Chaos, un poncif
Billet
Une ville déserte, des centres commerciaux en ruines, des routes balayées par le vent, où seule la poussière file. Un fléau s’est abattu là, qui a tout dévasté et livré les survivants, des enfants, à une lutte éperdue pour la survie, parmi des hordes prêtes à tout pour assurer leur propre pitance. Ainsi se présente «Anna», adaptation par Niccolò Ammaniti de son roman éponyme, vendue en DVD par Arte après diffusion en série.
Saisissantes sont les images du chaos, de la désolation, de cette ville figée dans son crépuscule blafard. Terrifiants sont les mots des rescapés – «Il n’y a plus personne, tous sont morts» –, puis la découverte effarée des bandes qui les menacent. C’est bouleversant. Et redondant. Redondant, oui. Il nous semble, en effet, que nous avons vu, lu ou entendu déjà ces mots, cette odyssée dans les décombres, ces images d’êtres rendus à l’état sauvage, errant dans la suie et la cendre.
Une part de nous veut bien se laisser captiver à nouveau, s’offrir au fouet revigorant du terrifiant, ces images ont la force brutale des archétypes, et nous fascinent en ce qu’elles mobilisent un imaginaire à la fois commun et très ancien. Mais une autre part de nous se rebiffe devant cette dramaturgie qui irrite par sa dimension convenue. La fin du monde, en 2022, est une vieille idée déjà, un archétype à dépasser.
Voilà vingt ans au moins, depuis 2001, que cinéma et littérature se gargarisent d’une fantasmagorie de l’apocalypse; on se dit, devant «Anna», qu’on a déjà donné. La série nous est vantée comme «visionnaire» mais on a le sentiment surtout de l’avoir déjà vue – on éprouve l’horripilante saturation que génère un langage pris dans le gel du code. Disons-le, au risque de heurter: l’horreur ennuie quand elle se répète, elle exaspère quand ses figures s’imposent et se délitent en esthétique. Tel est, de l’esthétique, le pouvoir de sape: en vingt ans seulement les hommes et les femmes qui fuyaient le monstre de poussière à Manhattan sont dévoyés en enfants fuyant des zombies dans un capharnaüm de carton-pâte.

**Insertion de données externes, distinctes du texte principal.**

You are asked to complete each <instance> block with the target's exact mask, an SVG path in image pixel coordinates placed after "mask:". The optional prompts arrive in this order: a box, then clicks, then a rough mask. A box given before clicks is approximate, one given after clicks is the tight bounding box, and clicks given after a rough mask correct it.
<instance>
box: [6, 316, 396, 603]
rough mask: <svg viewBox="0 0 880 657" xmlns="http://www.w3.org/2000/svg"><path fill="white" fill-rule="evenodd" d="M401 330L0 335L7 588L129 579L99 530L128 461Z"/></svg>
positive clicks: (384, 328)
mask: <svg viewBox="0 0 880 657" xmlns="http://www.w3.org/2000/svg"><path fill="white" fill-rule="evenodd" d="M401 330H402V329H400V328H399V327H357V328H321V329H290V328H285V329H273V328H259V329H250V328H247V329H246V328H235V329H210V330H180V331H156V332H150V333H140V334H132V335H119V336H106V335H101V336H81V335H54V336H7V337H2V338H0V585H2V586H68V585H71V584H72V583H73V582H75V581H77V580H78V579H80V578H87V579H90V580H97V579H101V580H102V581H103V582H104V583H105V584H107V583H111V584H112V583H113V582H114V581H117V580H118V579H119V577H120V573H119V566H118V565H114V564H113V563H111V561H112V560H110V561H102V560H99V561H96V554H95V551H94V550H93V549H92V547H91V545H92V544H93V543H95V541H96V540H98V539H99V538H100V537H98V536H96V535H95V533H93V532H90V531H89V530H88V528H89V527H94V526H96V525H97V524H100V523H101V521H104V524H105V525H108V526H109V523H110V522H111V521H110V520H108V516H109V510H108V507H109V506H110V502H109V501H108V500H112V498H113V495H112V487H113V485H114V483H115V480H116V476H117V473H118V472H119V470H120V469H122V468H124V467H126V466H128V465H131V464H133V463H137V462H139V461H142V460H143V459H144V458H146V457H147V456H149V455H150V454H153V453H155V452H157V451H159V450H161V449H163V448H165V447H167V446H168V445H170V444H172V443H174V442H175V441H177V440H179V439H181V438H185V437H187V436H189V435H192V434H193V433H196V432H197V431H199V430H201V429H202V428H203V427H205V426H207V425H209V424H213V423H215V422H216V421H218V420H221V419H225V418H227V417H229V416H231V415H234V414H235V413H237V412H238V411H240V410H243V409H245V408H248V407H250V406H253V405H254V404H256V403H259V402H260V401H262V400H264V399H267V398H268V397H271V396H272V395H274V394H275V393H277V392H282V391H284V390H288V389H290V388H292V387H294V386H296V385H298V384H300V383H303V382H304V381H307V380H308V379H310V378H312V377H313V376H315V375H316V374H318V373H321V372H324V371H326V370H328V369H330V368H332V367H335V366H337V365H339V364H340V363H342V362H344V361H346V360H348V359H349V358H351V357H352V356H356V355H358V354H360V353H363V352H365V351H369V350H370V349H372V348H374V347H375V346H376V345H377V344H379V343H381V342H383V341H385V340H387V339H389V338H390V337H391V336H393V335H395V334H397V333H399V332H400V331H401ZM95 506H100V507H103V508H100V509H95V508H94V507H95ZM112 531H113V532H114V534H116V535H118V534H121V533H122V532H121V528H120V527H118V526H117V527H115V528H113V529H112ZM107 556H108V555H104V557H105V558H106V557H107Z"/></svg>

«Anna» est conçu sur le modèle de «La Route» (The Road), le film basé sur le roman de Cormac McCarthy. Or ce film avait induit d’autres films, de même que son référent littéraire a engendré d’autres livres, tous établis sur un imaginaire du chaos, de la destruction et de la régression, tant et si bien que leur évocation est devenue ressassement, d’un lot de signifiants lourds comme des clichés. La Route comme platitude, le désert comme lieucommun, le chaos comme poncif.
Qu’est-ce qu’un poncif? C’est un signifiant sénile, qui radote. On radote beaucoup par les temps qui courent, Internet et les réseaux favorisant une prolifération exponentielle des énoncés. Comment résister au mimétisme catastrophiste? Comment ne plus marcher à la queueleu-leu derrière un stéréotype qui au son du pipeau veut nous plonger dans la poisse? C’est la question qui s’impose désormais, à quiconque ne veut pas se laisser couler.